# toad habitat



## pamonster (Jun 26, 2003)

I was cutting the grass a few weeks ago and found 4 baby toads, my gf is keeping them. Right now we have them in a tank with dirt and grass, as well as a little pool of water. We keep it a damp enviroment and its prety nice, the toads like to dig down into the grass roots and chill down there.

My question is we want to get rid of the dirt and get some different plants in there besides grass. Is there a mixture of stuff that I can buy that thay can live in instead of dirt like peat moss or whatever? I basicly just want info on how to construct a nice terrarium for them.

Thanks


----------



## Death in #'s (Apr 29, 2003)

just get some moss and the pack of dirt (eco earth) from the store
and mix it together
and mist 2-3 times a day and they will be happy


----------



## TormenT (Apr 1, 2004)

try to make the conditions in the tank close to the conditions where u live, i mean it is their natural habitat u kno?. well gl man i want to find a toad, i got a 5g sittin around waitin for somethin


----------



## Guest (Aug 9, 2004)

pamonster said:


> My question is we want to get rid of the dirt and get some different plants in there besides grass. Is there a mixture of stuff that I can buy that thay can live in instead of dirt like peat moss or whatever? I basicly just want info on how to construct a nice terrarium for them.
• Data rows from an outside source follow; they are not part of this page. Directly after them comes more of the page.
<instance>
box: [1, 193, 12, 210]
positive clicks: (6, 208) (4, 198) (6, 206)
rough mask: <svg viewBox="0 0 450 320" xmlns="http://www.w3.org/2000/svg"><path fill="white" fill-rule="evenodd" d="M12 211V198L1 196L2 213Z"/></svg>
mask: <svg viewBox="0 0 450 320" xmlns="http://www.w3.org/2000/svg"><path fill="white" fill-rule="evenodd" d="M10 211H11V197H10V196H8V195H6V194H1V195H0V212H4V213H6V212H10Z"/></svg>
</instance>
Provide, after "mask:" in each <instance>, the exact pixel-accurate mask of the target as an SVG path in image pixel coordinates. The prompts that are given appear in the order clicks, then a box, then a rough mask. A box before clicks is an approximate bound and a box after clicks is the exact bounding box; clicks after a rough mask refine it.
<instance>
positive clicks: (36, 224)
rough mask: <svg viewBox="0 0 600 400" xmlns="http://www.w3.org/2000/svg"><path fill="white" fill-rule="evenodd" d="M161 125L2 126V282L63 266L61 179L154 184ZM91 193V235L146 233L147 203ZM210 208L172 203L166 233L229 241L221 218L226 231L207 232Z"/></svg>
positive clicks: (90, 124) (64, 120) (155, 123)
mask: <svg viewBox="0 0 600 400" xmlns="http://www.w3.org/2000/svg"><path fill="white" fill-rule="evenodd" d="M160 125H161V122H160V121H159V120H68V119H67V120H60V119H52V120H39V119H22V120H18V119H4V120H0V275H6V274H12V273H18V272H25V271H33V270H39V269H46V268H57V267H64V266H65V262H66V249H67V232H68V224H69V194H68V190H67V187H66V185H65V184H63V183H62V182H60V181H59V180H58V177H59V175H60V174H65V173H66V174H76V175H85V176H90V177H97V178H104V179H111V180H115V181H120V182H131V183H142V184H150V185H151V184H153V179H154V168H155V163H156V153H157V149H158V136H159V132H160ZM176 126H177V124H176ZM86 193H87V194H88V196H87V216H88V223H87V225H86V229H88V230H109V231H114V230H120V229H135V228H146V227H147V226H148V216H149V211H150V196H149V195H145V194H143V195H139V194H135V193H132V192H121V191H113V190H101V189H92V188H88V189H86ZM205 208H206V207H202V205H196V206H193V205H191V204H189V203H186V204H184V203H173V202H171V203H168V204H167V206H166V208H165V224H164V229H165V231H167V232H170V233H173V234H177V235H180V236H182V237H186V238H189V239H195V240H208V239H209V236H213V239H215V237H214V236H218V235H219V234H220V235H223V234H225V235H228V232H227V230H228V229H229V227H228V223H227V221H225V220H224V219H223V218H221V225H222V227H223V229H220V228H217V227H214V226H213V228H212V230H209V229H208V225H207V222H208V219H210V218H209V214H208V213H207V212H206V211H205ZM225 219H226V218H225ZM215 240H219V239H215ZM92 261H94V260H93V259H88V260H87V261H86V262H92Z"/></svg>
 A simulated microsystem with soil, water, and living plants is often referred to as a vivarium. Here is a webpage from blackjungle.com that provides some of the basics about substrate, water, and lighting. Most of my cage furniture has come from Black Jungle Terrarium Supply.
http://www.blackjungle.com/ju01000.htm
Some people have taken this concpet to extremes, building minture rainforests inside aquariums.

Personally, for small toads, I house them on paper towels with a plastic half-log to hide in and a wide, very shallow water dish for them to climb into and soak. This set-up is very easy to keep clean and it's easy for the toads to catch the little insects and worms I feed them.


----------



## aaron07_20 (Apr 23, 2004)

You really shouldn't take an animal from the wild and confine it in a glass box..


----------



## pamonster (Jun 26, 2003)

aaron07_20 said:


> You really shouldn't take an animal from the wild and confine it in a glass box..


 ok, then let all your pets go bitch :laugh:


----------



## pamonster (Jun 26, 2003)

Bullsnake said:


> pamonster said:
> 
> 
> > My question is we want to get rid of the dirt and get some different plants in there besides grass. Is there a mixture of stuff that I can buy that thay can live in instead of dirt like peat moss or whatever? I basicly just want info on how to construct a nice terrarium for them.
> ...


 thanks for the link


----------



## WolfFish (Jun 30, 2004)

i agree you shouldn't just take wild animals from your garden. Its nott fair on the animal.


----------



## pamonster (Jun 26, 2003)

WolfFish said:


> i agree you shouldn't just take wild animals from your garden. Its nott fair on the animal.


 wtf it was either that or i hit them with the lawn mower, their going ot have a longer happier life liveing with me. Besided where do you think pets came from, were all animals born in some dudes basement.....no, they have been domesticated from the great outdoors. If you realy believe that sh*t then dont have pets, and if you dont have pets, wtf are you doing on this forum........?


----------



## TormenT (Apr 1, 2004)

yea seriously guys its a toad!!!! its gonna have a lot better and dangerfree long life with him


----------



## WolfFish (Jun 30, 2004)

i suppose, it just doesn't seem fair on mr toad.


----------



## indecisive (Apr 1, 2004)

WolfFish said:


> i suppose, it just doesn't seem fair on mr toad.


ur right, pamonster..next time run them over with the lawn mower...


----------



## pamonster (Jun 26, 2003)

:laugh:


----------



## PunkRockSkater39 (May 31, 2004)

I agree with pamonster







Every herp was originally taken from the wild so if u let go of all ur herps then u can say something


----------